# My Bunny is now scared of me, what can I do?



## LadyKat (Jun 12, 2011)

I have been working really hard at bonding with my bunny. (7 month old, Dwarf LionHead, not spayed but will be, Smudge).

Smudge I have been getting a long great, she stopped squirming and trying to climb up me when I pick her up to put her in her change, she lets me pet her and she even started grooming me back (licking my forehead near my hairline).

I went to my moms who has multiple pets (cats & dogs). When I came home I changed and washed my hands and arms. Smudge came out of her cage just fine but when I went to pet her with my foot (I do it all the time) she freaked and did her growling noise and batted me away. So I tried just petting her normally and she did the same thing.
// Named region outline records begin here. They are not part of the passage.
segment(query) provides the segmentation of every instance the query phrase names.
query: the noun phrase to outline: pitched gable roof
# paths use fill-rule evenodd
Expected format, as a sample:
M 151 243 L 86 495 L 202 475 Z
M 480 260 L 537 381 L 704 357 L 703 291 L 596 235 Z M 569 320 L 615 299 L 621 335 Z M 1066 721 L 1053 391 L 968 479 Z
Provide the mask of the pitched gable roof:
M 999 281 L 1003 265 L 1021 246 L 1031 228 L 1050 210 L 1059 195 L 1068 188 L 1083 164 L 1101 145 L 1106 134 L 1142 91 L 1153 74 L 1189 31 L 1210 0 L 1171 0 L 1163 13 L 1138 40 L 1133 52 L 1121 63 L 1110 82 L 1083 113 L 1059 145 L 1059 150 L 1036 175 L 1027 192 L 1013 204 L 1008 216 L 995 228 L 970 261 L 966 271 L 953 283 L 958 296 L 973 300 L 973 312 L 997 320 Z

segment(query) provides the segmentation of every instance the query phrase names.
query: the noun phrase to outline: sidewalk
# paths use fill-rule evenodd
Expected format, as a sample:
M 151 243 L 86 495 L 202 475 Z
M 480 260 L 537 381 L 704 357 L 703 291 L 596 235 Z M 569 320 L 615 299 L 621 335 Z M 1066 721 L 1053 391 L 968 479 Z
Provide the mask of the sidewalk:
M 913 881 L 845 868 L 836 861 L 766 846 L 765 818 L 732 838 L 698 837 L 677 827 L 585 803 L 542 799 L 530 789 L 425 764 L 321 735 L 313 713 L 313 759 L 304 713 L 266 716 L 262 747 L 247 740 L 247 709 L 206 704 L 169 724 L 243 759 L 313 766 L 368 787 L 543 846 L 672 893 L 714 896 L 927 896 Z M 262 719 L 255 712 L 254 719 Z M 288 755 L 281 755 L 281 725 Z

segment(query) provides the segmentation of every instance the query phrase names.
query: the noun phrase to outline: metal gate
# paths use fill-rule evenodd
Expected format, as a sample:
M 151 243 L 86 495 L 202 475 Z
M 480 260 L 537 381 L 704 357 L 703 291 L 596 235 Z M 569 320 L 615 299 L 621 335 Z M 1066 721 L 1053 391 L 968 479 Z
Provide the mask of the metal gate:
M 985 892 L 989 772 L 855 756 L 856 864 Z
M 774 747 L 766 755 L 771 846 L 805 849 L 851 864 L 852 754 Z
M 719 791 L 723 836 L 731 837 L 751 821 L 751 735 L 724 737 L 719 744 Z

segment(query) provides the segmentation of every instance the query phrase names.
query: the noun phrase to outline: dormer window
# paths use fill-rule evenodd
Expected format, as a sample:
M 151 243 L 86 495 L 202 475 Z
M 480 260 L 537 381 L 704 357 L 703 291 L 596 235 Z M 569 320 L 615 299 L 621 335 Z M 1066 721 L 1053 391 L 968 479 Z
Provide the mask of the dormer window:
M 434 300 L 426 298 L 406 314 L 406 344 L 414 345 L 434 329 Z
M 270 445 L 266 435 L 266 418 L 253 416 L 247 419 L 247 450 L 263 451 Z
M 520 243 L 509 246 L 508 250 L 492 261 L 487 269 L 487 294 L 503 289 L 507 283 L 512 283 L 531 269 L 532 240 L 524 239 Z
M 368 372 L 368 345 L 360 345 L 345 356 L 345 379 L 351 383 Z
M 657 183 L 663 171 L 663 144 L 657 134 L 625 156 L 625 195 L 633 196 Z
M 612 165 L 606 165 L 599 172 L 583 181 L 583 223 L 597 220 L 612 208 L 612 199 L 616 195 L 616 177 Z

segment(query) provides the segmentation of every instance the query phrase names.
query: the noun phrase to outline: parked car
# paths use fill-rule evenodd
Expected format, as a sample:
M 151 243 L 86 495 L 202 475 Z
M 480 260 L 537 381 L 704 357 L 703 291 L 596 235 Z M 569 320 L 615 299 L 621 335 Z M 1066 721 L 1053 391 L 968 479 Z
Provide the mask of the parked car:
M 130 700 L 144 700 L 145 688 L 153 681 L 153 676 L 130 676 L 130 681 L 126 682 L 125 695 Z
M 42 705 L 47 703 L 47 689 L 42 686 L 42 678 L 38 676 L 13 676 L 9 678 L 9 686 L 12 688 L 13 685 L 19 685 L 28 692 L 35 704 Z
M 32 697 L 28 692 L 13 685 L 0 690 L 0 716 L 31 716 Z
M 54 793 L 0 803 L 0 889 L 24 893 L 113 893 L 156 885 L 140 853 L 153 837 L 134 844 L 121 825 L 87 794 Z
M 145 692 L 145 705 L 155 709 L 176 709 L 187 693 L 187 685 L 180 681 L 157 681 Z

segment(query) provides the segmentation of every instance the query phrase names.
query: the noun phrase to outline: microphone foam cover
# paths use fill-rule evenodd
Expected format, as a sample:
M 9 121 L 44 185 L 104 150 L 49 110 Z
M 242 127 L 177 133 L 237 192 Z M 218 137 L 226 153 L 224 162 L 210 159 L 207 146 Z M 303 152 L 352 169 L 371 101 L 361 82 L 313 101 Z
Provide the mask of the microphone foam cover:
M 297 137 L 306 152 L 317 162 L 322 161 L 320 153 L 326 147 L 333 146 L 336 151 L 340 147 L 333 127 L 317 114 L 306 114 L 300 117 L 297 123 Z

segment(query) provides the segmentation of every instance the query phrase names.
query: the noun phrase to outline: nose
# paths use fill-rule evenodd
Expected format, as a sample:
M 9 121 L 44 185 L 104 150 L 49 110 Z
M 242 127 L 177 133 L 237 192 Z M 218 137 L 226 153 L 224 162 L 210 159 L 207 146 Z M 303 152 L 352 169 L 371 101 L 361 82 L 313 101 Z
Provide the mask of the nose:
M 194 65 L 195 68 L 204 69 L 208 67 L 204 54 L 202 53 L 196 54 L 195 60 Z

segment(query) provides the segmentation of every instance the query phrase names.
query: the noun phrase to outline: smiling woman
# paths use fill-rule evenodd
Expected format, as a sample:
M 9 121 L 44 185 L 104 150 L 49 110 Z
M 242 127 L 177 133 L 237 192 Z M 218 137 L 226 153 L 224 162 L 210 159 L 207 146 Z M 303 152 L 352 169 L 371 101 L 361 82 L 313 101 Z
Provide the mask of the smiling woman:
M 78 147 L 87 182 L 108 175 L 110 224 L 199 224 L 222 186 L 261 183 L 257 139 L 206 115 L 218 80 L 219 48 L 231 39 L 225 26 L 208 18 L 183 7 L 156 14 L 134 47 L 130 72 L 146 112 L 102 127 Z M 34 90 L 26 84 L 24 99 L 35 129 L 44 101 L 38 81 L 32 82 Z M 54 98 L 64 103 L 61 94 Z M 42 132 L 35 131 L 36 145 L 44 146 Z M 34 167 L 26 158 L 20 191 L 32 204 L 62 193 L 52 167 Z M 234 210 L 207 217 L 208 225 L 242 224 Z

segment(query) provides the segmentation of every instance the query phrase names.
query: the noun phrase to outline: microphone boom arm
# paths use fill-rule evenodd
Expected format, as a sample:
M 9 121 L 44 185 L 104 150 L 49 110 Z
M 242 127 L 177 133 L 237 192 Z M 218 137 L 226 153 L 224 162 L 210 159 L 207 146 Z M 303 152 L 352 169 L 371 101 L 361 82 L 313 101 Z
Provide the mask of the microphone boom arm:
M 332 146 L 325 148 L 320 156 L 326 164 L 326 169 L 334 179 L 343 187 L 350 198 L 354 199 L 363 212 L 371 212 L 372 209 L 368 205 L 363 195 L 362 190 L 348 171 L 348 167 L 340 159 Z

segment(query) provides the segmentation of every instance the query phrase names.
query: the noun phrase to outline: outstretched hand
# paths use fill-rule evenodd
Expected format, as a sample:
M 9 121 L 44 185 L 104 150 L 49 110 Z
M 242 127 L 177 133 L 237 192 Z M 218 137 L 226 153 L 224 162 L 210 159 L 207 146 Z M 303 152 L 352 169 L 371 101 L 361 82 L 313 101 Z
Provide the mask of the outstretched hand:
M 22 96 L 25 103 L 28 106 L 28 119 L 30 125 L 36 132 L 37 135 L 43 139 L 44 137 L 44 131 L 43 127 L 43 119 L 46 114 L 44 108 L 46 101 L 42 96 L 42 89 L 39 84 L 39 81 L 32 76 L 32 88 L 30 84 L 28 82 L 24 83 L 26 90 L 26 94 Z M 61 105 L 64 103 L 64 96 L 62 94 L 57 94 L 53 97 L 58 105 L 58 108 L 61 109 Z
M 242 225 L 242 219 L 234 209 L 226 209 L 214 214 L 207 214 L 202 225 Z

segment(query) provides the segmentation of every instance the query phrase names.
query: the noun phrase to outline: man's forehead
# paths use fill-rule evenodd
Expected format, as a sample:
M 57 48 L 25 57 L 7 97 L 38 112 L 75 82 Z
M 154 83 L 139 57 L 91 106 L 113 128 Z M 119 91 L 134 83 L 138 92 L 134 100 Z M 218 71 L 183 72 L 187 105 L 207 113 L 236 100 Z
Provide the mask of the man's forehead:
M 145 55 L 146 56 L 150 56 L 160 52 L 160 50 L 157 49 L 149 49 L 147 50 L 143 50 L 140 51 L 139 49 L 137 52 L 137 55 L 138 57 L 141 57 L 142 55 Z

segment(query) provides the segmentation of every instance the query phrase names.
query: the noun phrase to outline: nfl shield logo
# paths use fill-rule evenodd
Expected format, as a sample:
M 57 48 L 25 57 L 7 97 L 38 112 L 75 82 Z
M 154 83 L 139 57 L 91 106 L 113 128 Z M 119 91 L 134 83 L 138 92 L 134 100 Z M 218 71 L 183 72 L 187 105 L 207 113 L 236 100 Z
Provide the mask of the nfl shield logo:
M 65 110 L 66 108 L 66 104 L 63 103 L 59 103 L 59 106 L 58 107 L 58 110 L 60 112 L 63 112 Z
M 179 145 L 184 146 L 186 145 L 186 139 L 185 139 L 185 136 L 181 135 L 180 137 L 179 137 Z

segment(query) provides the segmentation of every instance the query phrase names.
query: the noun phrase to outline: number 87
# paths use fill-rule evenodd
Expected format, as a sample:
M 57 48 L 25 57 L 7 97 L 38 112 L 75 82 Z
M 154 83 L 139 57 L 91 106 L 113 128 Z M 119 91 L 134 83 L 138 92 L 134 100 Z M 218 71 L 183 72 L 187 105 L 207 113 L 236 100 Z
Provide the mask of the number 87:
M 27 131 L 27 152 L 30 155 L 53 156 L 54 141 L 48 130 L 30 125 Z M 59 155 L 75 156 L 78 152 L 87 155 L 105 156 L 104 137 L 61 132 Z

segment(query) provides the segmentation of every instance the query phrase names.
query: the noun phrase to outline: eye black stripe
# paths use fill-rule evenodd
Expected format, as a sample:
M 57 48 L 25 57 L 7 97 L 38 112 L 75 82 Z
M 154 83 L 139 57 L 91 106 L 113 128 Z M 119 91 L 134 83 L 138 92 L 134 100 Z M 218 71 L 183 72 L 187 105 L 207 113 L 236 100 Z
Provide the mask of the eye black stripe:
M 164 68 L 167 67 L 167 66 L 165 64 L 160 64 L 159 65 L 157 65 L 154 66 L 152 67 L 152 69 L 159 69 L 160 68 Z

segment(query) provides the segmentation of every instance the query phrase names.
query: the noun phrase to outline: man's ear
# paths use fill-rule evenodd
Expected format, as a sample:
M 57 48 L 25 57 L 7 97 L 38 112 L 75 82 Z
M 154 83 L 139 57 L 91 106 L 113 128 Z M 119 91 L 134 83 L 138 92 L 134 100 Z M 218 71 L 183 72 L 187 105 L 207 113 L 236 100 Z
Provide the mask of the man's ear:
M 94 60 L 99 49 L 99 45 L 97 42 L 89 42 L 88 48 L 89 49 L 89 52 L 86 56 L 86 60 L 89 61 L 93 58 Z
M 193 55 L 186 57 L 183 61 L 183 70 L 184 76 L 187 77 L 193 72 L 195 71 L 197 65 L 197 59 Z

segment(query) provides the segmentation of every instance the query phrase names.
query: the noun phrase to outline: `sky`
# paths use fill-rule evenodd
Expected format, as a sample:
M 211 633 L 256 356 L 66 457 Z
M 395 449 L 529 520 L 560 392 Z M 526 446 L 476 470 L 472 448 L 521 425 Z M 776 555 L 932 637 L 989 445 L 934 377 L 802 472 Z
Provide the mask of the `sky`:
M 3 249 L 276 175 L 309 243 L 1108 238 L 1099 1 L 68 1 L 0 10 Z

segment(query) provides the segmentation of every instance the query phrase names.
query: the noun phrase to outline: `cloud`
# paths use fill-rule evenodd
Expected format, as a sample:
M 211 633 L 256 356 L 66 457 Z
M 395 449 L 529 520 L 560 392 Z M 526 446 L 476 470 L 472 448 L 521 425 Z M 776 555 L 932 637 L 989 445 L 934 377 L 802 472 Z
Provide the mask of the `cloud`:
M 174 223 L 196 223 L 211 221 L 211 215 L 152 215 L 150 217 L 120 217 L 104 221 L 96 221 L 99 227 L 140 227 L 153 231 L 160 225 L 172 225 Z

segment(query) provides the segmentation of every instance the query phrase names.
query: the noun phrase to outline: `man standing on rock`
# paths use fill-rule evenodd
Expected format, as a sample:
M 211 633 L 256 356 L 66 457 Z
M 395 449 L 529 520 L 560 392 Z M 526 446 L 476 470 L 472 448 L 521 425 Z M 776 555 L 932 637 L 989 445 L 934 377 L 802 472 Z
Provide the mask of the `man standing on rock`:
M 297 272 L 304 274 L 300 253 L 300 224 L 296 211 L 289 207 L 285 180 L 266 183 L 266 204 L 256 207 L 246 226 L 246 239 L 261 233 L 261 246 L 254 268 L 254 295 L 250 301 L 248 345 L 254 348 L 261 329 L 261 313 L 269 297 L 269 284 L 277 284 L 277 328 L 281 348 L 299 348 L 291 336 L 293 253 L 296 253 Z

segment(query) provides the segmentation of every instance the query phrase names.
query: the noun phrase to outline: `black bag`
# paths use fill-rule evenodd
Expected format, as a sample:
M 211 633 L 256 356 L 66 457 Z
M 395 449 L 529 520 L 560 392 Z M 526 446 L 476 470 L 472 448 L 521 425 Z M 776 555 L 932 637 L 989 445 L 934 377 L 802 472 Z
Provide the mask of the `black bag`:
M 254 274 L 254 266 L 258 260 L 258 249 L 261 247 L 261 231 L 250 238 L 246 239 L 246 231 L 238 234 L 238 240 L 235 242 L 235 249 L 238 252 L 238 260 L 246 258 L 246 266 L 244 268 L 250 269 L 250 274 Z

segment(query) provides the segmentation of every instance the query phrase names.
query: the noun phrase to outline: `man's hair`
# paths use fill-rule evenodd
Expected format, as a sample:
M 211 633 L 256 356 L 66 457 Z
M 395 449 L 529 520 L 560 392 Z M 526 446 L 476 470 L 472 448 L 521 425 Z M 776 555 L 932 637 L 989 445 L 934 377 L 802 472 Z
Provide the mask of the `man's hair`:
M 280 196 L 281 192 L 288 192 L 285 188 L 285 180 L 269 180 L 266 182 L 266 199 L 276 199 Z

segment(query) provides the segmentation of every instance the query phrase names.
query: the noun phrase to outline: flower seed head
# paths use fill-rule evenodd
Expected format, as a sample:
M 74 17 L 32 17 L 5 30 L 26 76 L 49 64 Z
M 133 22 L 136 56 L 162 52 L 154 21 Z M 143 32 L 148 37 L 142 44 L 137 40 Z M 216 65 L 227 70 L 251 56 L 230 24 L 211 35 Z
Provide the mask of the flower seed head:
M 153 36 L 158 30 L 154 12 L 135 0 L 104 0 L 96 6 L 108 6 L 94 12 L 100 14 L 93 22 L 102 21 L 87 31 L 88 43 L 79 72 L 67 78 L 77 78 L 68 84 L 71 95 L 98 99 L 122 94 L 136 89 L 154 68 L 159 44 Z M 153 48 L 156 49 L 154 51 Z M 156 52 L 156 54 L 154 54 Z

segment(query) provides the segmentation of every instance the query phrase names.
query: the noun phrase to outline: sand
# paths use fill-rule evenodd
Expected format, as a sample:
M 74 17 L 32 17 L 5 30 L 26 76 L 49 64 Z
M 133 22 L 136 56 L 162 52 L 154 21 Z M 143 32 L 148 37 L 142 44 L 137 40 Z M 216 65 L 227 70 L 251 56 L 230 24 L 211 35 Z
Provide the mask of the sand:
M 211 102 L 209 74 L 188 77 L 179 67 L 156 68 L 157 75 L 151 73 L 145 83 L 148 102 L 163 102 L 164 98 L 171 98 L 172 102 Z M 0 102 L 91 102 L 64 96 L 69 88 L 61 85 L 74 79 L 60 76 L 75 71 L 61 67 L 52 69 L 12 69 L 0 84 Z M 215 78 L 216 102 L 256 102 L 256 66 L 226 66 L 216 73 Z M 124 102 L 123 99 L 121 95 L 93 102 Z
So I showered completely (thinking I must still smell of dog). This included using my body wash and a scrub. I then put on clothes that were never at my moms house (I had done some laundry while I was there). Yes even changed the underwear.

She then was walking around and went to chew on the wall so I said "Hey, stop that" in my normal authoritative voice and she squeaked ran under the couch and started thumping away. This is not normal at all, usually she just stops and hops away. When she was brave enough to come out from under the couch I waited until she was laying down relaxed, I then leaned over to pet her and again there was growling and batting again.

I just don't get it, any ideas what is going on?


----------



## LadyKat (Jun 13, 2011)

You can ignore this thread. She is back to almost normal today, letting me pet her and grooming me back.


----------



## elrohwen (Jun 16, 2011)

I know you said to ignore your post ;-) but I wanted to jump in and say she just sounds hormonal! The sweetest female bunnies can turn into terrors right around that age and it's perfectly normal (and almost always fixable with a spay)


----------